Velocity, speed, pace — they’re important. They make your Feedback loops shorter when you’re going in the wrong direction. They get you past the finish line sooner than the other person. They get you on to the next thing to you can experience more. Observe that I said “they’re important” and not “they’re the only important thing”. There’s a place for Festina lente.

Speed enables new workflows

Let’s say you’re trying to improve two recipes: (1) a slow-cook lasagna which takes 6 hours from start to finish and (2) a vinaigrette dressing which takes around 30 seconds. You’re going to err on the side of “think each change through before we try it” to the lasagna and “let’s just try it!” for the vinaigrette. The time they take changes the way you interact with the “improve the recipe” task.

More generally, Fabian Giesen has noted that this kind of non-linear impact of velocity is common:

There are “phase changes” as you cross certain thresholds (details depend on the problem to some extent) where your entire way of working changes. … ​​There’s a lot of things I could in theory do at any speed but in practice cannot, because as iteration time increases it first becomes so frustrating that I can’t do it for long and eventually it takes so long that it literally drops out of my short-term memory, so I need to keep notes or otherwise organize it or I can’t do it at all.

Certainly if I can do an experiment in an interactive UI by dragging on a slider and see the result in a fraction of a second, at that point it’s very “no filter”, if you want to try something you just do it.
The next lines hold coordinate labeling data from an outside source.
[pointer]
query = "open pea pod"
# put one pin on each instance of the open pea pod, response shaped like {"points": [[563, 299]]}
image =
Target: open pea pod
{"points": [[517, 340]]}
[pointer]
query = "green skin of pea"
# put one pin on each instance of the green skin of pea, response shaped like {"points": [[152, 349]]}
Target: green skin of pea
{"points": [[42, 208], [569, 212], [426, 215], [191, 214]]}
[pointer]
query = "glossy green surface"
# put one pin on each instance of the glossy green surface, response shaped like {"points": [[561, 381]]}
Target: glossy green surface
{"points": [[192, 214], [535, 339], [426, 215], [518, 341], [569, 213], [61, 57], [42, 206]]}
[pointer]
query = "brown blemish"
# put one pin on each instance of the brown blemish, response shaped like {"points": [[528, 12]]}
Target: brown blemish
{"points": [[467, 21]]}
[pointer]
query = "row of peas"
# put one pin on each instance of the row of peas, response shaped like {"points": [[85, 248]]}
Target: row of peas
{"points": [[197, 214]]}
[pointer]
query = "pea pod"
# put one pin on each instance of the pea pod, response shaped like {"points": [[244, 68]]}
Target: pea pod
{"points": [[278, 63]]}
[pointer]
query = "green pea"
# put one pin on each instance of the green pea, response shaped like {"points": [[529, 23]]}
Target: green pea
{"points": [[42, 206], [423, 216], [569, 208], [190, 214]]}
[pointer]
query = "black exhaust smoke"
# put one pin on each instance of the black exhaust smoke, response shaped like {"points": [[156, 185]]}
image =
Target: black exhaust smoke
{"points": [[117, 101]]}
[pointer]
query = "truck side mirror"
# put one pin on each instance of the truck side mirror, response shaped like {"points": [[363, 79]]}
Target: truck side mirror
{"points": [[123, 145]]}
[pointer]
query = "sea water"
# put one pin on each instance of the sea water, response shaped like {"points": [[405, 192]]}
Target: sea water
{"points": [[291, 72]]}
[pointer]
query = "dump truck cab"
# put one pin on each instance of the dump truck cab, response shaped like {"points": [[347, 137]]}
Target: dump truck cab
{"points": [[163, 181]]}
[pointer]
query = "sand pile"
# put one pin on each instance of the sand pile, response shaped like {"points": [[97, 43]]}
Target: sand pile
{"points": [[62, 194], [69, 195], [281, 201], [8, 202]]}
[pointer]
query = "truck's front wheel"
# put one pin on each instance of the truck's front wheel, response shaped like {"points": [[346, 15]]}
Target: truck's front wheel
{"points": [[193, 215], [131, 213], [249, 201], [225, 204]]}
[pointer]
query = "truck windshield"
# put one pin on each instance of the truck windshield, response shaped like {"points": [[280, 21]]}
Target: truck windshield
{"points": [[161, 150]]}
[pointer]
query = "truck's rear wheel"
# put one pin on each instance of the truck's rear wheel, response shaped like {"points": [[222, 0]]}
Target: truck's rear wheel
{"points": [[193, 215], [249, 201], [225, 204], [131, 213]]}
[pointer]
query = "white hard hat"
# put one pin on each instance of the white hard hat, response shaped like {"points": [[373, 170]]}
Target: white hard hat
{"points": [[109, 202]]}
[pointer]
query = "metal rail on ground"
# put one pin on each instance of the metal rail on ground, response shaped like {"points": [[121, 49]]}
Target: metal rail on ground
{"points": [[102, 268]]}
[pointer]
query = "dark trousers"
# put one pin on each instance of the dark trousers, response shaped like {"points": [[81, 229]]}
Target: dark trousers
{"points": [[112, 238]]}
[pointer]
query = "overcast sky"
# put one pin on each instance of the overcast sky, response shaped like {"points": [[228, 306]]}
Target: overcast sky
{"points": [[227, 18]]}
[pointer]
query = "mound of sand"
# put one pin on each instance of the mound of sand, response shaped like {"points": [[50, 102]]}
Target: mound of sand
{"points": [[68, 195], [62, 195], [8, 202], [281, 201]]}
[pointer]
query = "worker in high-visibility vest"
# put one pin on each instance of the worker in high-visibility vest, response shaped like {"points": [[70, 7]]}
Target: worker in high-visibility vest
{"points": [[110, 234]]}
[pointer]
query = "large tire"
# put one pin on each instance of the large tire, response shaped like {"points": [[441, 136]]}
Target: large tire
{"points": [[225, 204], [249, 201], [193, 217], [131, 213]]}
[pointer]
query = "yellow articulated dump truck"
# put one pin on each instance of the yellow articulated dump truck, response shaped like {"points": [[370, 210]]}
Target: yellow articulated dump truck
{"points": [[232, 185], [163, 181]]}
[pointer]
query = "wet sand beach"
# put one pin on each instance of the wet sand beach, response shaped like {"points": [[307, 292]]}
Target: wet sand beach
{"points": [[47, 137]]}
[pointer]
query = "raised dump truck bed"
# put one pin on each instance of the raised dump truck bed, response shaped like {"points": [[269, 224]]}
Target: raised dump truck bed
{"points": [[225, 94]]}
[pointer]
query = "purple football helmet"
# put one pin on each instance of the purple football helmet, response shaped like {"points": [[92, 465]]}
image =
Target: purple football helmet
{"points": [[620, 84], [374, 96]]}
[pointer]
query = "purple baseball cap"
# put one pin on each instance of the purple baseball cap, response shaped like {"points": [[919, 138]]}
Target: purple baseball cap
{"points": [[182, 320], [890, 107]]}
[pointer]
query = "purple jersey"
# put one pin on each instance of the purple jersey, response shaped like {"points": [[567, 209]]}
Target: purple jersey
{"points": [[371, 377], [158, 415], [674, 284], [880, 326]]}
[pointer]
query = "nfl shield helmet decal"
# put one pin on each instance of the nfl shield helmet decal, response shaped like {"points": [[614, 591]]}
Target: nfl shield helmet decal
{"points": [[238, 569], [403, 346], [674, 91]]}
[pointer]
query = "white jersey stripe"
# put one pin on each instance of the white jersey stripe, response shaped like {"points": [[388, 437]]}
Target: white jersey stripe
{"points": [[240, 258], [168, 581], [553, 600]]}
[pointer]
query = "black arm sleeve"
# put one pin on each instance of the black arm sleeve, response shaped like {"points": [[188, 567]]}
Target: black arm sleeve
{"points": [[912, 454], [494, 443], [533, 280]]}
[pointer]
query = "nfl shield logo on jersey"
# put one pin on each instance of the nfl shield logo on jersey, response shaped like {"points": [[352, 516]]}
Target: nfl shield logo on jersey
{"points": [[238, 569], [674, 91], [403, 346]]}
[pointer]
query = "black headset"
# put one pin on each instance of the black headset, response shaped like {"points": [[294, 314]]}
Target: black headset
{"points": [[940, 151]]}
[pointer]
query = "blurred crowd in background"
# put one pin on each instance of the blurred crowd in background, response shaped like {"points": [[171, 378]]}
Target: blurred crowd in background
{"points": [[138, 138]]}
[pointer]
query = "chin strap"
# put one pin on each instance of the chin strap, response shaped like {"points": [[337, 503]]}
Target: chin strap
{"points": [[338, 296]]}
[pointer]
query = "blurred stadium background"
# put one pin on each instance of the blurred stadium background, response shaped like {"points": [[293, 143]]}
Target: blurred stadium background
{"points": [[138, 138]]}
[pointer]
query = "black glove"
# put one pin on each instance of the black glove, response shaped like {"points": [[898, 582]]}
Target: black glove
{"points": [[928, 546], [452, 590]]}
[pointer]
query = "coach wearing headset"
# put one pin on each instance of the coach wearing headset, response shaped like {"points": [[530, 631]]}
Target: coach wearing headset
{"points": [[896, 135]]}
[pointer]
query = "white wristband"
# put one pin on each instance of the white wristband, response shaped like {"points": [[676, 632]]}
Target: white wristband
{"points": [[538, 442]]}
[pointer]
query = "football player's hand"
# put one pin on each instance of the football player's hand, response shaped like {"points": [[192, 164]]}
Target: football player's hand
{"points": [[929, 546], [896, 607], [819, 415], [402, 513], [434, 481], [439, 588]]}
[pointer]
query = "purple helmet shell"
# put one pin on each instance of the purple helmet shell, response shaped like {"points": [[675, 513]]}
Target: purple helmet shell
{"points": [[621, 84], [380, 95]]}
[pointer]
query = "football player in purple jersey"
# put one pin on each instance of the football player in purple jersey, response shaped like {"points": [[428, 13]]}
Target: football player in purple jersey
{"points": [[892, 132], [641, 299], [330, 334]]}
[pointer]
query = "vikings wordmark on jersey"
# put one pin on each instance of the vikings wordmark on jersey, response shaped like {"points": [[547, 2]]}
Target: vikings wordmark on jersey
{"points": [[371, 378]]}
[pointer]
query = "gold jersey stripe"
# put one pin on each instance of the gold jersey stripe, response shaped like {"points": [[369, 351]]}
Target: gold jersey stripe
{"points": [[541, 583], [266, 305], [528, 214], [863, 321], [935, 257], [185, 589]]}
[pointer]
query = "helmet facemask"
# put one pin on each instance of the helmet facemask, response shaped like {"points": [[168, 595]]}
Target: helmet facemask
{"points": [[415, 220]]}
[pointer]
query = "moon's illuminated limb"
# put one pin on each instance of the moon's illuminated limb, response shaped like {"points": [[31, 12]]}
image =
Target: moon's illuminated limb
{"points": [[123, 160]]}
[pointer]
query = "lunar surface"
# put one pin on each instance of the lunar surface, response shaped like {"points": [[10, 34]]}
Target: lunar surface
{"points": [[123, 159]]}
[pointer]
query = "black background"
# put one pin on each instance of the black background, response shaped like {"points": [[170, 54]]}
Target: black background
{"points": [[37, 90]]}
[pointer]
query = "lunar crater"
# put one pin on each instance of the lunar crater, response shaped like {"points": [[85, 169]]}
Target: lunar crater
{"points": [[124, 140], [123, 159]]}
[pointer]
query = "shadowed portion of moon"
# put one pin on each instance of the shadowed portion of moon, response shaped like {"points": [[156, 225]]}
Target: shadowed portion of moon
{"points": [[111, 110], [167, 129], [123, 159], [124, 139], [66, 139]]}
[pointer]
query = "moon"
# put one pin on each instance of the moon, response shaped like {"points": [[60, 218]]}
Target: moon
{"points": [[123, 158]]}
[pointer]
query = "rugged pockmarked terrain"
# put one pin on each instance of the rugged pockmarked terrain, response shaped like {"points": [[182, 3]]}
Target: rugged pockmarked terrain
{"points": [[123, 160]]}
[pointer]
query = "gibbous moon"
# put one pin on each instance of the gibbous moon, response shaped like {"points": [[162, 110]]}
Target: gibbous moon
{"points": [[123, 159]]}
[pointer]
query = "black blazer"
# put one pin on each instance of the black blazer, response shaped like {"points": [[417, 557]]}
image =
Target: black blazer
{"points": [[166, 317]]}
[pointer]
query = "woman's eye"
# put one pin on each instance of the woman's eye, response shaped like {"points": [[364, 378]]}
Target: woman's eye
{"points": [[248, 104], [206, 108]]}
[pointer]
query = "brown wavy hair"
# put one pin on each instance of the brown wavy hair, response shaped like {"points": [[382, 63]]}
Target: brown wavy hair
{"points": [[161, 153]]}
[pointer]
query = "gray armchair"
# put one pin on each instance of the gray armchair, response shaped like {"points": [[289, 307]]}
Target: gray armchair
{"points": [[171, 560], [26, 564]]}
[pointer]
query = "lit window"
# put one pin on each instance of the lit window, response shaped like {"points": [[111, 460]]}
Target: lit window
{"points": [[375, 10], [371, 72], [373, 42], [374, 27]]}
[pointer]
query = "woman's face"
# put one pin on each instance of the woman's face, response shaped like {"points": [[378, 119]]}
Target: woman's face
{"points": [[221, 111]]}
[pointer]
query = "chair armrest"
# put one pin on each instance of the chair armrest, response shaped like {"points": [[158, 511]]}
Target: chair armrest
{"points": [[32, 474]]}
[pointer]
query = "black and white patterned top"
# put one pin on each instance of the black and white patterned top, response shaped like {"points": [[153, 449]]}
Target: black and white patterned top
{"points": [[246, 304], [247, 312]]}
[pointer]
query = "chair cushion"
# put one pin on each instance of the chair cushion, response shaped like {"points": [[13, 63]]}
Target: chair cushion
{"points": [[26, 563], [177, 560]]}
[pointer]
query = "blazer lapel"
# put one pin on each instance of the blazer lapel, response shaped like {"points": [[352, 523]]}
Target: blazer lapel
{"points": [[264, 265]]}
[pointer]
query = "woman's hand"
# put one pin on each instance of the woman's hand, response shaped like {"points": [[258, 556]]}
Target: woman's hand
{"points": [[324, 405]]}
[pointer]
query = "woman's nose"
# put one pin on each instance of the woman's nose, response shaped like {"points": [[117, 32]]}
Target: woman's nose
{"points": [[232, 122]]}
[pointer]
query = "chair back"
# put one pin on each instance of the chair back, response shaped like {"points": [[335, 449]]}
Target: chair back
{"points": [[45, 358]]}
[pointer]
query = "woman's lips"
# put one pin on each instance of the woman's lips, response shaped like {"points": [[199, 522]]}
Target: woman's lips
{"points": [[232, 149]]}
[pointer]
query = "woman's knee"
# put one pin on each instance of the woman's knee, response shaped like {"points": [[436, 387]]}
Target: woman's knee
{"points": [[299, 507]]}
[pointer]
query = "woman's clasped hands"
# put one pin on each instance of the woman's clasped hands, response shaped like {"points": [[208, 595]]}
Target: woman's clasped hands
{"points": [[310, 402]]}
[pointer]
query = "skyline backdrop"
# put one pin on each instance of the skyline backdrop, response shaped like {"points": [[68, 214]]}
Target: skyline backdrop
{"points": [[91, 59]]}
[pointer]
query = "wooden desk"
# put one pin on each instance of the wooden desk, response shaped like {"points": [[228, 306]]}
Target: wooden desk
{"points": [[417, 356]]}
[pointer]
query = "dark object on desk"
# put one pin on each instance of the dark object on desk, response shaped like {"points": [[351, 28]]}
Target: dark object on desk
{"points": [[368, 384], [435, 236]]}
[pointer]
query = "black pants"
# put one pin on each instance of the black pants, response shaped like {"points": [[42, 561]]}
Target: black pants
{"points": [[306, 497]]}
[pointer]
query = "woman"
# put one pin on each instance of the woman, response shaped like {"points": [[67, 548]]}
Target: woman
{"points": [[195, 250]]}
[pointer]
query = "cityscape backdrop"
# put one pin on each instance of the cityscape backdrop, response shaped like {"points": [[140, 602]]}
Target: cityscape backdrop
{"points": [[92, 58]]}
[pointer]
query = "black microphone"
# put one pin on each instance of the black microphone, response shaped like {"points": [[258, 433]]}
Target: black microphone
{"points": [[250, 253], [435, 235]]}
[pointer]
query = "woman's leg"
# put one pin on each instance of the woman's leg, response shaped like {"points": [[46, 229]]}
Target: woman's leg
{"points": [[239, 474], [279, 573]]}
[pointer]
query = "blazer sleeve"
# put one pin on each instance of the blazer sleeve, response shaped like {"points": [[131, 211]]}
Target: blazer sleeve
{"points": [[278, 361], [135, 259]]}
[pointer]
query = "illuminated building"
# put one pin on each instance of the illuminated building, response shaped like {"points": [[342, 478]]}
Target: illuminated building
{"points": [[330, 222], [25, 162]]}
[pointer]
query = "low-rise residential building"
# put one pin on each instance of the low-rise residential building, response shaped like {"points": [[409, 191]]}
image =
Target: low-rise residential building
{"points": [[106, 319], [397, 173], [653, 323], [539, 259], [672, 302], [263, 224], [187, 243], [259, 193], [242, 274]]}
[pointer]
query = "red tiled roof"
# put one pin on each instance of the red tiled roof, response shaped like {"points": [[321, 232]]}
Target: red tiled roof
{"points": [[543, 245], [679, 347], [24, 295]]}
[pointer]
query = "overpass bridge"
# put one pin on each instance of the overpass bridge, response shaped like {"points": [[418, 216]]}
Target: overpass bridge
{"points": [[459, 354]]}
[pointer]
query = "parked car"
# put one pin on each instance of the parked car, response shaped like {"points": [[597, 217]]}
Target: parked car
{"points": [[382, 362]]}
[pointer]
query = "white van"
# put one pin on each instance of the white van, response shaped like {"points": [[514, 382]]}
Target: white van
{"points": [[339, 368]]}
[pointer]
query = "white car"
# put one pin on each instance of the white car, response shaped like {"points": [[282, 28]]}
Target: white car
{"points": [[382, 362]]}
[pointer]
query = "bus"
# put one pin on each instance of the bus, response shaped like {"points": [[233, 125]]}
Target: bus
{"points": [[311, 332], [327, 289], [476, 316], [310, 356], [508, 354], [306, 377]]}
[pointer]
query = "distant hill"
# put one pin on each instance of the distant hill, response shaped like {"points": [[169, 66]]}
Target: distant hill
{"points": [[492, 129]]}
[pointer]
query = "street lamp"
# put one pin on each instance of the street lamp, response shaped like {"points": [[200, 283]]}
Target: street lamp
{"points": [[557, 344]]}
Once you’re at iteration times in the low seconds (say a compile-link cycle with a statically compiled lang) you don’t just try stuff anymore, you also spend time thinking about whether it’s gonna tell you anything because it takes long enough that you’d rather not waste a run.

Once you get into several-minute or multi-hour iteration times there’s a lot of planning to not waste runs, and context switching because you do other stuff while you wait, and note-taking/bookkeeping; also at this level mistakes are both more expensive (because a wasted run wastes more time) and more common (because your attention is so divided).

As you scale that up even more you might now take significant resources for a noticeable amount of time and need to get that approved and budgeted, which takes its own meetings etc.